Multilingual LLMs and Universal Tokenizers

Introduction

The paper "One Tokenizer To Rule Them All: Emergent Language Plasticity via Multilingual Tokenizers" investigates how universal tokenizers can enhance the adaptability of large multilingual LLMs to new languages. By focusing on universally trained tokenizers, this study seeks to overcome the limitations of post-training language adaptation in LLMs related to language coverage and efficiency.

Background and Motivation

Training multilingual LLMs is challenging due to limited capacity, high computational costs, and scarcity of high-quality data for numerous languages. Previous work primarily addresses language adaptation post-pretraining through techniques like vocabulary extension or embedding retraining, which are resource-intensive. The lack of language coverage in tokenizers used during pretraining further complicates post-hoc language adaptation efforts.

Universal Tokenizer Approach

The proposed universal tokenizer strategy is central to this work. It involves training a tokenizer with data from a broader range of languages than those primarily used during pretraining. This approach aims to enhance the model’s language plasticity, allowing faster and more efficient adaptation to new languages. The core hypothesis is that a universal tokenizer can improve adaptability without degrading performance on the primary pretraining languages.

Figure 1:

Figure 1: Universal tokenizer exhibits +2x higher plasticity with +8x faster adaptation compared to the cluster-specific baseline tokenizer.

Methodology

Language Coverage and Model Training

The experiments covered 69 languages, grouped into three geographic clusters: European, Asian, and Middle-Eastern & Indic languages. Models were pretrained on primary languages from each cluster, with systematic adaptation experiments conducted on an expanded set of languages. The adaptation experiments included strategies like continued pretraining and targeted adaptation, both for languages seen in tokenizer training and those completely unseen.

Tokenizer Specifications

The universal tokenizer was trained using Byte Pair Encoding across all languages, with a vocabulary size of 250k tokens. A unique feature of the tokenizer was its language weighting strategy, balancing the natural data distribution with language grouping by script and family.

Figure 2:

Figure 2: Win rates for models trained with the Universal and Cluster tokenizers against Dolly generations.

Results

Pretraining Performance

The universal tokenizer demonstrated competitive performance with cluster-specific tokenizers on primary languages, maintaining performance differences within 0.5% average accuracy. Moreover, it showed superior plasticity on expanded languages, with up to a 19% increase in win rates during continued pretraining and a 14.6% improvement in targeted adaptations.

Figure 3:

Figure 3: Universal tokenizer shows nearly the same performance with Cluster tokenizer throughout the training.

Adaptation Efficiency

The universal tokenizer enabled up to +8x faster adaptation for expanded languages, even when minimal additional data from new languages was included during pretraining. This efficiency significantly benefits practitioners aiming to expand language coverage with limited computational resources.

Discussion

The findings suggest that using a universal tokenizer from the outset can effectively boost the adaptability of LLMs to new languages. This method contrasts with the typical post-training techniques and showcases notable improvements in adaptation speed and efficiency.
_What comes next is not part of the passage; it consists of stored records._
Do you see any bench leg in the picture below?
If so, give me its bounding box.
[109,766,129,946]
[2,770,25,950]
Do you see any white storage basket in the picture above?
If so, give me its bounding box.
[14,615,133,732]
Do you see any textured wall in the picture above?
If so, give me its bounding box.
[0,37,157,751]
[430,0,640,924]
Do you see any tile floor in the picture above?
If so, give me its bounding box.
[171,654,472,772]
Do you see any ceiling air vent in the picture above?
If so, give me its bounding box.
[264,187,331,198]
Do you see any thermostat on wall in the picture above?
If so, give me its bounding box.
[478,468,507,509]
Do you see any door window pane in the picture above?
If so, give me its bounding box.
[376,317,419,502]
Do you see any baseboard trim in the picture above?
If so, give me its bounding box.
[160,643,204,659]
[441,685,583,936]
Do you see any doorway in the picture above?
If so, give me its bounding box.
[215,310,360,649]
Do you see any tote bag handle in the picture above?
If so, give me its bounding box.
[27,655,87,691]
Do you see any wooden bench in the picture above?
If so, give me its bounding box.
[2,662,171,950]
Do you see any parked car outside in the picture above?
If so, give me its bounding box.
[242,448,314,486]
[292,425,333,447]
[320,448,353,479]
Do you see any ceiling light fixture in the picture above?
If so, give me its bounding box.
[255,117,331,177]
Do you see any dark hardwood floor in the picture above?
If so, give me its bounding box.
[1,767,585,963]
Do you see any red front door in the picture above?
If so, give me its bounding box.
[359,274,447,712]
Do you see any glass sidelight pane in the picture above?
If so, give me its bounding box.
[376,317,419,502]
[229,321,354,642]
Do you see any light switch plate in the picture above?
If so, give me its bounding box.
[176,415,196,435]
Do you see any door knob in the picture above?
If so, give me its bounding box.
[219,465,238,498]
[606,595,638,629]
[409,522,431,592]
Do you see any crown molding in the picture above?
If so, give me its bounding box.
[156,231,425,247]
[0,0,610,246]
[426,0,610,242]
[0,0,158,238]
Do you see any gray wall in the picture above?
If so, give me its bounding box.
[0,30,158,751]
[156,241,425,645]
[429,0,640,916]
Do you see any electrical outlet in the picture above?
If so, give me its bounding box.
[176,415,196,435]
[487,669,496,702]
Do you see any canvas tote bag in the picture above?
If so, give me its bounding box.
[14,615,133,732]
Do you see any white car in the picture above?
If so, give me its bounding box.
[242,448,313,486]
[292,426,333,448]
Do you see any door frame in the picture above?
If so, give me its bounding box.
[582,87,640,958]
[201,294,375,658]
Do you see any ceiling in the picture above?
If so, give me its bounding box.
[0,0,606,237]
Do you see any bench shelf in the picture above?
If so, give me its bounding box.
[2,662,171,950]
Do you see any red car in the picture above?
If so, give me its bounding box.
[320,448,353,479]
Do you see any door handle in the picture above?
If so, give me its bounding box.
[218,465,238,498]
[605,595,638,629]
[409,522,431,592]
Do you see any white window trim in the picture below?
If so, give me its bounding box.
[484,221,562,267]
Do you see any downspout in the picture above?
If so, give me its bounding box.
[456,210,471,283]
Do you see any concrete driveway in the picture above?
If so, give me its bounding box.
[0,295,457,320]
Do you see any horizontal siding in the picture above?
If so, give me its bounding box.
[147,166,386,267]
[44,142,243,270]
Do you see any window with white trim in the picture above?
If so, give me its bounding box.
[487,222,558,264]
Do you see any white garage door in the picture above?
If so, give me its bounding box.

The universal tokenizer also shows promise for languages previously unseen in both tokenizer and pretraining stages, leading to gains of up to 5% in win rates.

Figure 4:

Figure 4: Adaptation results per language in Euro cluster together with tokenizers' compression ratio.

Conclusion

The study concludes that universal tokenizers significantly improve multilingual plasticity in LLMs and facilitate more efficient language adaptation strategies. This capability has important implications for expanding language support in AI systems globally, enabling more equitable technology access across diverse linguistic settings. Future research might explore integrating universal tokenizers with other language adaptation techniques to further optimize performance across an even wider range of languages.